To characterize the expression patterns of the LbWOX gene family (Figure 9), we analyzed transcriptomic data from four tissues of L. barbarum. While LbWUS showed low constitutive expression, consistent with its specialized role in the shoot apical meristem (SAM) and analogous to the function of TaWUS [61] in wheat floral whorl development, LbWOX9 transcripts were also low, aligning with a putative function in embryonic development [62]. In contrast, several members exhibited marked tissue specificity. Notably, LbWOX4 (WUS clade) was highly expressed in roots and stems, with peak levels in stems, suggesting a primary role in stem development; this aligns with its reported function in root vascular procambium differentiation in A. thaliana and S. lycopersicum [63]. Similarly, high LbWOX1 expression in leaves corresponds to the roles of its orthologs AtWOX1 and CSWOX1 in leaf blade growth [64]. Expression of LbWOX2 in leaves and fruit parallels the role of PpWOX2 [65] in regulating embryogenesis-related traits, and elevated LbWOX3c expression in stems and leaves is congruent with findings for ZmWOX3 [66]. The expression pattern of LbWOX11 (in stems and leaves) is similar to that of DcWOX11 in Dendrobium catenatum. In that species, overexpression of DcWOX11 alters leaf morphology in Arabidopsis, hinting at a conserved role in leaf development [67]. Furthermore, phylogenetic clustering of tomato SlWOX13 [68] with LbWOX8 and their shared high fruit expression suggests functional conservation. The known capacity of PpWOX13-like genes to reprogram leaf cells into stem cells in Physcomitrella patens [37] implies that the ancient WOX13/8 clade may possess broad developmental plasticity, a hypothesis further supported by the wide tissue expression of LbWOX8. The multifunctional potential of this clade warrants further investigation (Table 2).

4. Discussion

The WOX gene family functions as central regulators of tissue differentiation, coordinating key developmental programs in plants. It helps regulate stem cell development, leaf growth, and root formation. We identified eighteen LbWOX genes in L. barbarum in this research. The eight chromosomes harbor these genes in an uneven distribution. The count of LbWOX genes is similar to that in potato (11) [80,81] and tomato (10) [82]. It is slightly higher than in grape (12) [83] and tobacco (9) [84]. By comparison, Brassica napus has many more WOX genes—a total of 58 [85]. These differences may be due to variations in genome size or gene duplication events. Phylogenetic analyses showed that L. barbarum WOX genes fall into three clades. Their branching pattern is similar to that in other Solanaceae species like potato and tomato. The clade distribution is also consistent with these related species. Every LbWOX protein contains a conserved homeodomain, matching earlier reports [86]. NS1 and NS2 are orthologs of WOX3 in maize (Zea mays), encoding WOX3 transcription factors that function in the mediolateral development of leaves and embryonic organs. WOX3a is a paralogous WOX3 gene, which also acts in mediolateral organ patterning, with expression and function notably observed in the leaf, coleoptile, and scutellum [57,58]. Therefore, we suggest that LbWOX genes likely help control differentiation and plant growth in L. barbarum, similar to their functions in other species.

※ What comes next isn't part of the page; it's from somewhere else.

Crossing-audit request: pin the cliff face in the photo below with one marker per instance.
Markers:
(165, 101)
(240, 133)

Motif analyses showed that all 18 LbWOX genes contain motifs 1 and 3. This suggests that these genes may have similar functions. Different clades also have unique motifs. Notably, motif 4 is exclusively present in the intermediate clade. In Melastoma dodecandrum Lour, the ancient clade contains motifs 3, 6, and 10, which are absent in other evolutionary branches; the intermediate clade likewise features a unique motif [87]. These clade-specific motif patterns suggest functional divergence among WOX genes across lineages. For instance, AtWOX5, which belongs to the WUS clade, exhibits predominant expression in roots and inflorescences. It governs development in these organs. Similarly, PtoWOX5a from poplar shows high expression in roots [9]. NtabWUS can maintain shoot apical stem cell activity [81]. LlWOX11 positively regulates bulbil formation in Lilium lancifolium [88].

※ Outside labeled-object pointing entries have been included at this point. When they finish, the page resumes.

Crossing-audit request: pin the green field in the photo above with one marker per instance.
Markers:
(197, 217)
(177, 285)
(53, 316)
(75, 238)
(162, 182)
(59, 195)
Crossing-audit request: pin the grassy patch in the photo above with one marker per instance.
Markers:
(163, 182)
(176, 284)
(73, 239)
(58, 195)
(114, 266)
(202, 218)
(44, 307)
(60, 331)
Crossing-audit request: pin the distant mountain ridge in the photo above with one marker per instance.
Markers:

Cis-regulatory element analysis helps us understand gene function, agronomic traits, and plant metabolism [89]. Studies show that WOX regulators are key players in developmental processes [90] and stress adaptation [82]. Through bioinformatic examination of promoter regions of LbWOX genes, we identified numerous cis-elements associated with cellular differentiation, meristem expression and so on. These findings imply putative roles for LbWOX genes in mediating cell differentiation, light perception, stress responses, and developmental regulation in L. barbarum.
Gene duplication plays a dual role in plant evolution. It supports functional diversification and may lead to new protein oligomeric states [91]. Segmental and tandem duplications constitute primary modes for gene family amplification [92]. Synteny analysis was conducted with TBtools to investigate the amplification of the LbWOX genes. This collinearity analysis found multiple homologous gene pairs between LbWOX and SlWOX genes. These results suggest they share a common ancestor.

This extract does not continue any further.